On a dit qu’il n’y avait pas de héros pour son valet de chambre. M. Lockhart, homme d’esprit cependant, s’est fait en quelque sorte le valet de chambre posthume de Walter Scott. Il habille et déshabille le grand homme au moral et au physique. Il nous dévoile les mystères les moins intéressans de sa vie privée, nous initie aux plus petits détails de sa toilette, et nous introduit dans les recoins les plus détournés de ses habitations de Londres et d’Abbotsford, nous faisant asseoir à sa table, et se plaisant à nous montrer combien ses sens étaient obtus, afin de compléter sans doute à leurs dépens l’éloge de sa brillante intelligence. « La musique, dit-il, le laissait insensible ; une pièce de venaison dont l’odeur mettait en fuite ses convives n’offensait pas son odorat. — Qu’y a-t-il ? demandait Scott naïvement en voyant ses voisins reculer avec dégoût. — Son palais manquait également de délicatesse ; il ne pouvait distinguer le madère du sherry ; le claret et le champagne lui paraissaient des vins assez agréables, mais, le barbare qu’il était ! il avouait hautement qu’il préférait à ces boisons si vantées un verre de whiskey chaud (whiskey toddy). »

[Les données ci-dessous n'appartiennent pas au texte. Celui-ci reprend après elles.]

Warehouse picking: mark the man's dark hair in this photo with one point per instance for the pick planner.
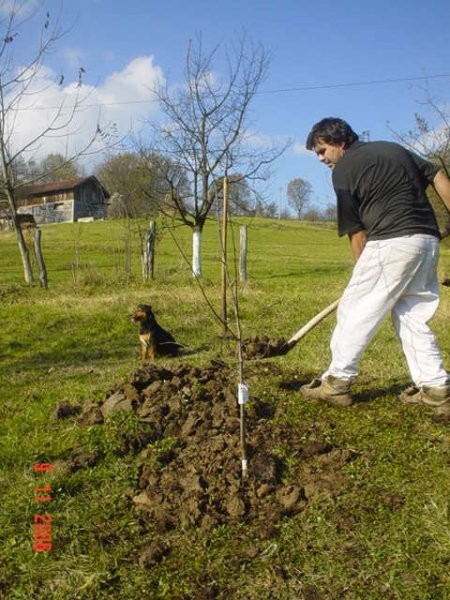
(331, 131)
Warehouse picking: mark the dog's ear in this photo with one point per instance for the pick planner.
(145, 307)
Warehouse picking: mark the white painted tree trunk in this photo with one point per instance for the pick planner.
(196, 252)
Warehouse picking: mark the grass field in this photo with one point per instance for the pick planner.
(385, 534)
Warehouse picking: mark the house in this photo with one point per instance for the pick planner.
(64, 201)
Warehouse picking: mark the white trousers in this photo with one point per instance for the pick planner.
(398, 276)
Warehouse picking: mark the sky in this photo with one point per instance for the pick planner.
(369, 63)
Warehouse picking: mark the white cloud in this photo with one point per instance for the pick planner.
(300, 149)
(118, 104)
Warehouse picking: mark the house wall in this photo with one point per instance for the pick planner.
(84, 201)
(89, 202)
(50, 212)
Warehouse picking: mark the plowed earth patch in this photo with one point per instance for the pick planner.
(190, 474)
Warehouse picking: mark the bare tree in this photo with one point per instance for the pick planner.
(299, 193)
(18, 84)
(206, 134)
(430, 137)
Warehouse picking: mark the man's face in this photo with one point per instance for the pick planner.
(329, 154)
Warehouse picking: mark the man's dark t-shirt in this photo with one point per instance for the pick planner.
(380, 187)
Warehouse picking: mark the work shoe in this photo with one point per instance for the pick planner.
(436, 398)
(331, 389)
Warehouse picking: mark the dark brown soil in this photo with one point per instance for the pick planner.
(190, 475)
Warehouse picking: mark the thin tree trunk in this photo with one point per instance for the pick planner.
(224, 255)
(40, 259)
(243, 253)
(149, 252)
(24, 254)
(196, 252)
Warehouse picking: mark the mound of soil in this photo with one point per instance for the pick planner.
(263, 347)
(190, 463)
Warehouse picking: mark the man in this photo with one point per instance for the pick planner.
(383, 208)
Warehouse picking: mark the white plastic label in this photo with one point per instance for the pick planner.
(242, 393)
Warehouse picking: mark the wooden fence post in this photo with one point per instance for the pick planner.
(243, 253)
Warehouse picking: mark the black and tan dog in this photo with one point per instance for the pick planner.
(155, 341)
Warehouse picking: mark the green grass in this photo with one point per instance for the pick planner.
(386, 535)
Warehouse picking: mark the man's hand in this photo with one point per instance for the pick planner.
(446, 231)
(358, 241)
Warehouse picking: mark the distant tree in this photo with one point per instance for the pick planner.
(55, 167)
(430, 137)
(299, 192)
(129, 178)
(18, 84)
(313, 214)
(330, 212)
(241, 198)
(206, 130)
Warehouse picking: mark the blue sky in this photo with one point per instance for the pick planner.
(323, 57)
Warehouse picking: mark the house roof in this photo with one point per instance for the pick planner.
(63, 185)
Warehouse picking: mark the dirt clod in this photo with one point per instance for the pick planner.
(190, 474)
(263, 347)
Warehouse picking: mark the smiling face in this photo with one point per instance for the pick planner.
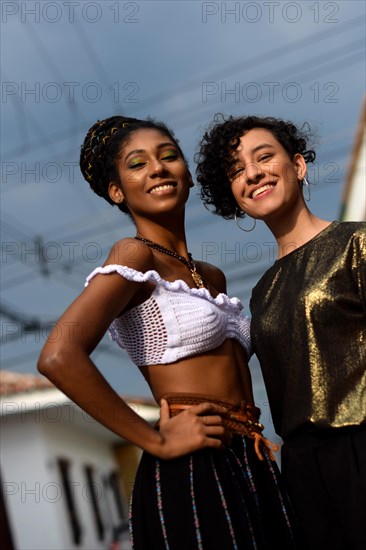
(265, 181)
(153, 174)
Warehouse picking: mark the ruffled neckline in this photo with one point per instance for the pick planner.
(221, 300)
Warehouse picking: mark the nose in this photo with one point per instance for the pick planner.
(253, 172)
(157, 168)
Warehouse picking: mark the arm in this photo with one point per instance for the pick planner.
(65, 361)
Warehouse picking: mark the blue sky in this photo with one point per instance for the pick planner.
(67, 64)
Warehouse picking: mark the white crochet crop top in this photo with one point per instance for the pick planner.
(176, 321)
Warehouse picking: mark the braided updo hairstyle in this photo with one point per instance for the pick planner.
(102, 147)
(215, 158)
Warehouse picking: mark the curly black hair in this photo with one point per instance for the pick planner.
(215, 157)
(102, 147)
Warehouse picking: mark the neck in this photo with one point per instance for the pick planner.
(172, 238)
(293, 231)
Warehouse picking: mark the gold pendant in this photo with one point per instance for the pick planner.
(197, 279)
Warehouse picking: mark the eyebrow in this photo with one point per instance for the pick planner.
(160, 146)
(261, 146)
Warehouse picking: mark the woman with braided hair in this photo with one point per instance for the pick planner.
(207, 478)
(308, 321)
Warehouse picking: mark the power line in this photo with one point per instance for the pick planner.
(261, 58)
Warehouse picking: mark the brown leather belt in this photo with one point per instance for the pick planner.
(242, 418)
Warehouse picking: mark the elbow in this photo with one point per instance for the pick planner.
(51, 364)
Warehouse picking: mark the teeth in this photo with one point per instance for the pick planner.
(261, 190)
(161, 188)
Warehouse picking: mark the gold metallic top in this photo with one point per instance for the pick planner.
(309, 331)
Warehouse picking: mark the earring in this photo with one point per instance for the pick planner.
(236, 218)
(305, 185)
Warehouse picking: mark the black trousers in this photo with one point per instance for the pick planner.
(325, 475)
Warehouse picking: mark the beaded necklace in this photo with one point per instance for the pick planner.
(190, 263)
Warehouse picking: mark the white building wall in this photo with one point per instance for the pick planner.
(25, 479)
(82, 449)
(31, 444)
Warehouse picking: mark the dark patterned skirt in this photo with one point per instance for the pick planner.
(211, 500)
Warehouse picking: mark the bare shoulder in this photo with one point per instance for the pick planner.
(131, 253)
(213, 275)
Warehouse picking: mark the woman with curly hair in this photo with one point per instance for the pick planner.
(308, 320)
(207, 478)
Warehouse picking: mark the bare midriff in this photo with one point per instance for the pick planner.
(221, 374)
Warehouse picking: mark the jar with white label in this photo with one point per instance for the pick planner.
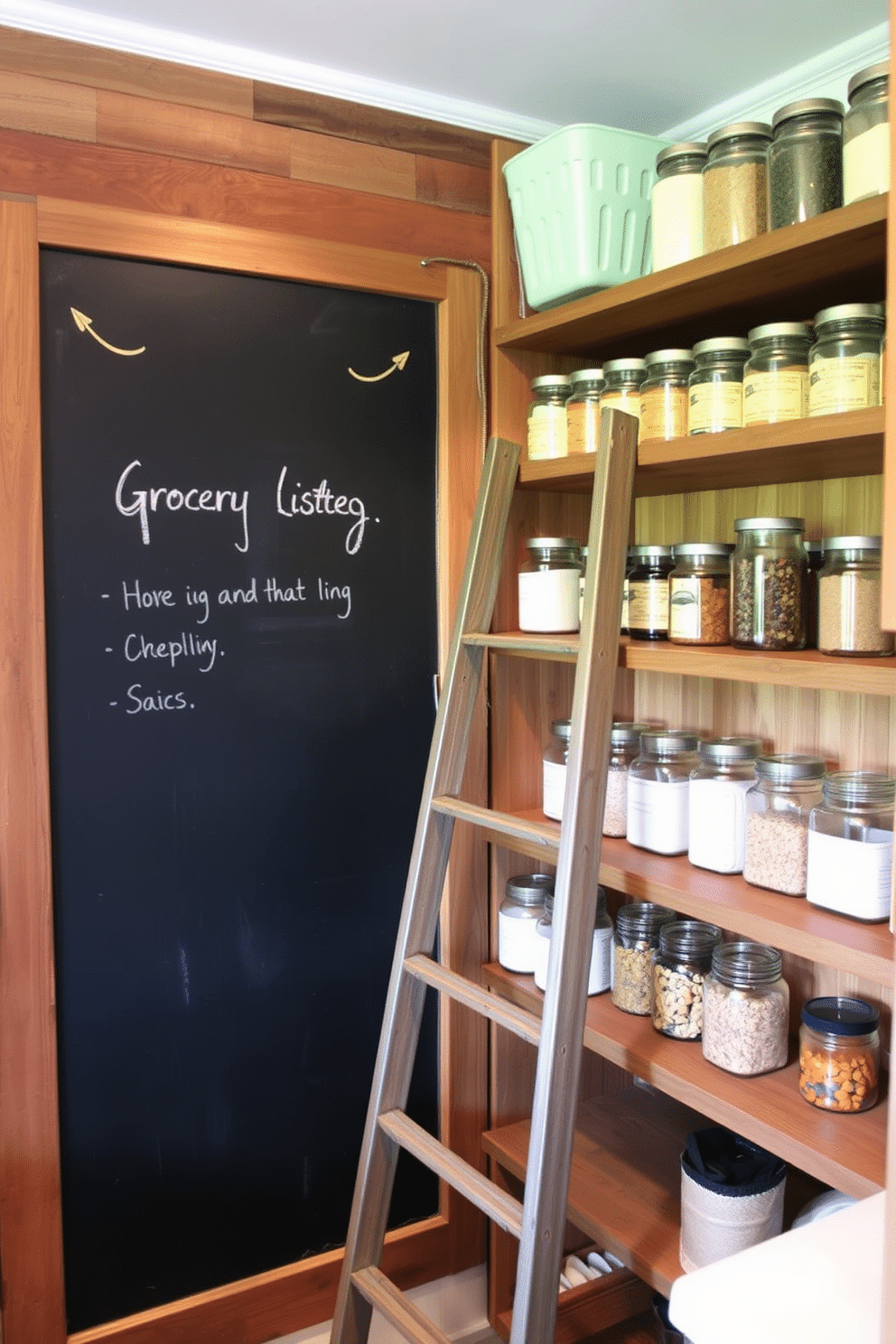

Un panégyrique si cruellement minutieux devait tuer celui qui en était l’objet ; aussi Walter Scott en a été tout meurtri. La partie intellectuelle de l’homme, demeurée secrète pour le biographe, qui n’a pu fouiller dans ses mystères, y découvrir l’origine et la filiation de chacune de ses idées, et nous faire assister au travail souvent si ingrat et si vulgaire de la composition, cette partie seule est restée intacte. L’homme politique, l’homme privé même, n’ont pu résister à cette redoutable épreuve, et sont sortis du creuset souillés et en lambeaux. À travers ces spéculations intéressées et ces négociations misérables qui semblent avoir occupé la vie entière de Scott, et que M. Lockhart, aveuglé sans doute par l’amitié, nous raconte si longuement et si naïvement, l’homme de génie ne nous apparaît plus que comme un vaniteux bourgeois qui rêve des titres nobiliaires, ou comme un avide et besogneux écrivain qui, en publiant ses plus beaux ouvrages, a toujours beaucoup plus songé à l’argent qu’à la gloire[1].

Walter Scott, dans une rapide esquisse de sa vie, que par respect pour sa mémoire on n’eût pas dû tenter de refaire, nous raconte à quel propos l’idée lui vint de substituer le roman historique au roman poétique. « Comme Bobadill, nous dit-il, j’avais appris mes tours à une

  1. Les frères Ballantyne, et Constable lui-même, gémirent plus d’une fois de l’avidité d’Aldiborontiphosphornio, nom sous lequel ils désignaient Walter Scott lorsqu’ils voulaient en médire.